Richard Alba, a commission member, said the Columbus statue was an “acid test” for the panel because “you had directly opposing meanings brought to the statue by different groups of people.” The commission also recommended that the statue remain but that explanatory material be added.

“I think that, as well as it can be done, that the commission threaded the needle on what was a very fraught question,” said Alba, a sociology professor at the Graduate Center of the City University of New York. The commission’s report said that there were dissenting opinions on the panel.

De Blasio announced the “symbols of hate” commission in August in a Twitter post. At the same time he said on Twitter that “the commemoration for Nazi collaborator Philippe Pétain in the Canyon of Heroes will be one of the first we remove.”

Many weeks later, de Blasio said that a staffer had written the tweet and that it did not reflect his own views about the Pétain plaque. This week de Blasio said that he was wrong not to immediately correct the tweet.

On Friday, de Blasio said that the Pétain plaque would remain in place. It is one of dozens of markers commemorating ticker-tape parades held on Lower Broadway, and de Blasio said that the city would “explore opportunities to add context” to the markers.

The mayor also said the city will commit up to $10 million to create new works of public art “honoring various communities that are underrepresented on city property.”

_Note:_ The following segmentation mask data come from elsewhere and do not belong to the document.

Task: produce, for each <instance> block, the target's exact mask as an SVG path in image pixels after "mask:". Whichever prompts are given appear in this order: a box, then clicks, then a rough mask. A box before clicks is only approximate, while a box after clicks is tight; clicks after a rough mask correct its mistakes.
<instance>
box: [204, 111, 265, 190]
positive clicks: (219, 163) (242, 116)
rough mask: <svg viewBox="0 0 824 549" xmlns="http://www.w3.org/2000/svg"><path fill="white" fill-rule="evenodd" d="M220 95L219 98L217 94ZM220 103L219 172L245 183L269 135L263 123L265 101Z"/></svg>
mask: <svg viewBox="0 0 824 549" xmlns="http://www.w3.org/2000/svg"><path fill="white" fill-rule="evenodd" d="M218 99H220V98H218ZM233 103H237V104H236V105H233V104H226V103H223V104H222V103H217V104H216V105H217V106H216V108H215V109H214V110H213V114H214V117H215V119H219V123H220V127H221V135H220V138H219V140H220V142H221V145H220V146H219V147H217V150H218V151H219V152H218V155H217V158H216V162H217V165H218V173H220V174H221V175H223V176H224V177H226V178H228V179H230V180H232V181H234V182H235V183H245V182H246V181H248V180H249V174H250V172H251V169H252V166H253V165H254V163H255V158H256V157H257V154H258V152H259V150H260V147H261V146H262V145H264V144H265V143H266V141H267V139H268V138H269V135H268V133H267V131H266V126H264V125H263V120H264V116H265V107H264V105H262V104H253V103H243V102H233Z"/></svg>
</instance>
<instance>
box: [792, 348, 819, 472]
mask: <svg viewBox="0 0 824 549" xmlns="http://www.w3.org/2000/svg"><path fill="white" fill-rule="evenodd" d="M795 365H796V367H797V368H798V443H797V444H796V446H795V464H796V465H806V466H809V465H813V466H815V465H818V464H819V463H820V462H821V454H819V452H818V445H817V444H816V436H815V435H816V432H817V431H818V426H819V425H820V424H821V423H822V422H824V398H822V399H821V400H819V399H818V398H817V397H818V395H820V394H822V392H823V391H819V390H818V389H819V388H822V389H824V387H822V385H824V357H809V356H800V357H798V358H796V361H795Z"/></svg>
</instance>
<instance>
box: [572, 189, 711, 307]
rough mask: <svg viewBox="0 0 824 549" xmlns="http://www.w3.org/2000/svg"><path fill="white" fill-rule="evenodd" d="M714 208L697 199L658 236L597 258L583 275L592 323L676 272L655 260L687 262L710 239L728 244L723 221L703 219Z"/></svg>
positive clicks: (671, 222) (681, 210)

Rick Chavolla, the board chairman of the American Indian Community House in Manhattan, who had called for the Columbus statue’s removal, said that it was wrong to cast the dispute as one pitting Native Americans against Italian-Americans. “It’s between what’s morally right and what’s morally wrong,” he said. “Columbus is just morally wrong. He sold underage girls into sexual slavery. He forced people into labor until they died.”

He called the mayor’s proposal unimaginative. “He’s saying they’re going to put up a plaque. Really? There’s plaques all over the city and they don’t draw any attention.”